Vs. The Canara Bank (2001) 94 DLT 841 (DB).              In this decision, the

Division Bench has referred to earlier decisions of a Division Bench and

Single Benches of this Court, and held that these documents confer right,

title and interest in the property. The trial court has therefore committed a

clear cut illegality and perversity in holding that the appellant/defendant No.

1 did not derive any ownership rights by virtue of documents dated

22.9.1987.

6.    The next issue which arises is that can the documents dated 22.9.1987

transfer the subject property to the appellant/defendant No. 1, although Sh.

Gainda Ram, the original owner of the property died intestate leaving behind

two sons being Sh. Beni Pershad and Sh. Malkhan Singh, who would have

therefore inherited the property in equal shares. The answer to this is found

in Section 41 of The Transfer of Property Act, 1882 and which gives

ownership rights to a transferee for consideration from any ostensible owner

although the ostensible owner may not be the actual owner of the property.

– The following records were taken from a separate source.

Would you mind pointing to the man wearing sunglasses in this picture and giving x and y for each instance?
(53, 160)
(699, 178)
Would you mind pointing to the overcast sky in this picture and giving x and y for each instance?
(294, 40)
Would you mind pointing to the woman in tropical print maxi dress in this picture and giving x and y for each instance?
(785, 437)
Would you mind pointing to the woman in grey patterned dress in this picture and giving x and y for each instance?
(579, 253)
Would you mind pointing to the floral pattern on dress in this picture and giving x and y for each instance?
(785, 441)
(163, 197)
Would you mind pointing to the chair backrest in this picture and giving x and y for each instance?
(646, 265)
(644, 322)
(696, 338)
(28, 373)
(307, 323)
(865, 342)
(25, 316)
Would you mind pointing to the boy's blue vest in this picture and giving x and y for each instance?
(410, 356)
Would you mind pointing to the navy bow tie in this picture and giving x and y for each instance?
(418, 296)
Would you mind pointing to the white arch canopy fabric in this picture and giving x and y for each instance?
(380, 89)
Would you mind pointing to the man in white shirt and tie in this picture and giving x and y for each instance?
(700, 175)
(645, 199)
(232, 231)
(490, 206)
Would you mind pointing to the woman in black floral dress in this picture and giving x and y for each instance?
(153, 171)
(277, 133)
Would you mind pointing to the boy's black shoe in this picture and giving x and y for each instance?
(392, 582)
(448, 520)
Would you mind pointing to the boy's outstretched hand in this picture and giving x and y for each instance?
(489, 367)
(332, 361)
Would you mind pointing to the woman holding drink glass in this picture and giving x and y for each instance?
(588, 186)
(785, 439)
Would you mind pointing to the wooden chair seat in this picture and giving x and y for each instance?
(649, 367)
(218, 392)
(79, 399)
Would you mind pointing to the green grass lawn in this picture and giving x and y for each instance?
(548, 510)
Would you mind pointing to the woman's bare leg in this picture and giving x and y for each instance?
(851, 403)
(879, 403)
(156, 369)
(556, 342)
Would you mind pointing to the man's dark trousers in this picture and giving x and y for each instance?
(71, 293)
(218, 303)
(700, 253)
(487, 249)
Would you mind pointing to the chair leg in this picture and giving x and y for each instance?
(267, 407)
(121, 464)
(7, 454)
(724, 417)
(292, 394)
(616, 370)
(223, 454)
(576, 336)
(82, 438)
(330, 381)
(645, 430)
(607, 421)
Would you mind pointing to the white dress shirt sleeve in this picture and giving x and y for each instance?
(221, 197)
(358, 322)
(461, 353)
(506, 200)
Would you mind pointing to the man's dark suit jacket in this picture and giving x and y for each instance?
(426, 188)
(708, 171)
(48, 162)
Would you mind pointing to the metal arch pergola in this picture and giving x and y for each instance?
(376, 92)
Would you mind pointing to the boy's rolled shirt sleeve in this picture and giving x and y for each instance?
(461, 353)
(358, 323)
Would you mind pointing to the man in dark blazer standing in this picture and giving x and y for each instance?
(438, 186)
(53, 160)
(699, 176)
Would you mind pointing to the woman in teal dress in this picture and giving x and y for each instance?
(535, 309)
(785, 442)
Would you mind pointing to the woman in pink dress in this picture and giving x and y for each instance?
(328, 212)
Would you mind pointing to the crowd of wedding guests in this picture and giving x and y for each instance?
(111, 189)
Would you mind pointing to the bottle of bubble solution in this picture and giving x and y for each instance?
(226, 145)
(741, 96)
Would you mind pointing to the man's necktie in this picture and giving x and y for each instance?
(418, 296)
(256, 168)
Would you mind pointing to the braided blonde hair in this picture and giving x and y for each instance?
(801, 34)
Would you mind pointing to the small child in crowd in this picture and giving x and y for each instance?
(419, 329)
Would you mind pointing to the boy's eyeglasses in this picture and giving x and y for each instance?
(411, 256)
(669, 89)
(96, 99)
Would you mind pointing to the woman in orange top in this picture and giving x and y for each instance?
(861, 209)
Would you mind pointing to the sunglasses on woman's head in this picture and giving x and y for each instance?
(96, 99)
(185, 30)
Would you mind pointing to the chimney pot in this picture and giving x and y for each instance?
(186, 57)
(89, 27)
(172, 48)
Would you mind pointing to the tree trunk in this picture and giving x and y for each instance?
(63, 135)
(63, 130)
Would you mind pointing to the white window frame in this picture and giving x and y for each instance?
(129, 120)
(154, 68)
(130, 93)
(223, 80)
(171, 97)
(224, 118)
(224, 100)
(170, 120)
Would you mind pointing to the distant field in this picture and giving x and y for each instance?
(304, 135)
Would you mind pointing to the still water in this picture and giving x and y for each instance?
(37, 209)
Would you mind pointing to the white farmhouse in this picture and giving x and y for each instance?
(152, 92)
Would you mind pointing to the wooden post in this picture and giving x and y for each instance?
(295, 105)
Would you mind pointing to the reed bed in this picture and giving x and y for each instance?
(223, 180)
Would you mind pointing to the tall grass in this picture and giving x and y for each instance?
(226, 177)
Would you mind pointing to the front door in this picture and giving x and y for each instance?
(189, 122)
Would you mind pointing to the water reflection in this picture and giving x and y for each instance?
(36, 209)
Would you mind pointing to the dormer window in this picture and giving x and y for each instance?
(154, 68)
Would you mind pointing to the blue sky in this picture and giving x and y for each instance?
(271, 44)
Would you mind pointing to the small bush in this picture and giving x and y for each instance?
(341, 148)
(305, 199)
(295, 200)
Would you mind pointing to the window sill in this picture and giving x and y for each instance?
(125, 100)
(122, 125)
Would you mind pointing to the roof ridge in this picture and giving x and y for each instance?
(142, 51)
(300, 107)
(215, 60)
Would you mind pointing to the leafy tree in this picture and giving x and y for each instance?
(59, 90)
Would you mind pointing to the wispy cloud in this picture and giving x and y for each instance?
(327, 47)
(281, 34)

In the present case, the admitted case of the plaintiff/Beni Pershad was that

the property was allowed to be mutated in the House Tax records in the

RFA 405/2001                                                     Page 3 of 5
 name of Sh. Malkhan Singh. No doubt, the mutation in Municipal record does

not confer title, but since this was the case of devolution on the death of Sh.

Gainda Ram and Sh. Malkhan Singh           was one of the sons of late Gainda

Ram, the property being found in the House Tax record as being shown in

the name of Sh. Malkhan Singh for a sufficiently long period (with the

consent of Beni Prasad) can be taken as Sh. Malkhan Singh being the

ostensible owner of the property in terms of Section 41 of The Transfer of

Property Act. Any other interpretation in the facts of the present case would

lead to grave injustice to the appellant who has paid valuable consideration

for the purchase of this property.

7.          The trial court had also framed Issue No. 5 on the ground

whether the suit for partition was maintainable without asking for possession

in the circumstances of the present case i.e. whether at all such a suit was

maintainable. Trial court has held that the suit for partition was maintainable

because the relief of possession is implied in the suit for partition against the

other co-sharers who were the joint owners. Once again, these findings and

conclusions of the trial court are wholly illegal and perverse because the

property was not in possession of the other joint owners/co-sharers being the

branch/legal heirs of Sh. Malkhan Singh and the property was in fact in the

possession of the appellant/defendant no.1 who was not related to the

parties and not a legal heir of Gainda Ram. The trial court therefore was

wholly unjustified in holding that the suit was maintainable.         Once the

plaintiff/legal heirs of Sh. Beni Pershad were out of possession, they were

bound to sue    for   possession,    and   also pay appropriate   court fee and



RFA 405/2001                                                      Page 4 of 5
 which having not been done, the suit is itself liable to be dismissed on this

ground.

8.      Considering the status of the parties of not being very affluent persons,

and the fact that the property in question is only 45 sq. yds., and not

situated in a posh locality, benefit of Section 41 of The Transfer of Property

Act must clearly flow to the appellant because Sh. Beni Parshad by his

consent allowed the property to be shown in the name of Sh. Malkhan Singh

in the records of the Property Tax Department (being an indication of

ostensible ownership) and after the death of Sh. Malkhan Singh it is his

widow who received valuable consideration and sold the right, title and

interest in the property to the appellant/defendant No. 1. As already stated,

the legal heirs of Sh. Malkhan Singh after taking the consideration, remained

ex-parte in the trial court.

9.      In view of the above, I accept the appeal and set aside the impugned

judgment. The suit for partition is therefore dismissed leaving the parties to

bear their own costs. Decree sheet be prepared. Trial court record be sent

back.




February 22, 2011                                       VALMIKI J. MEHTA, J.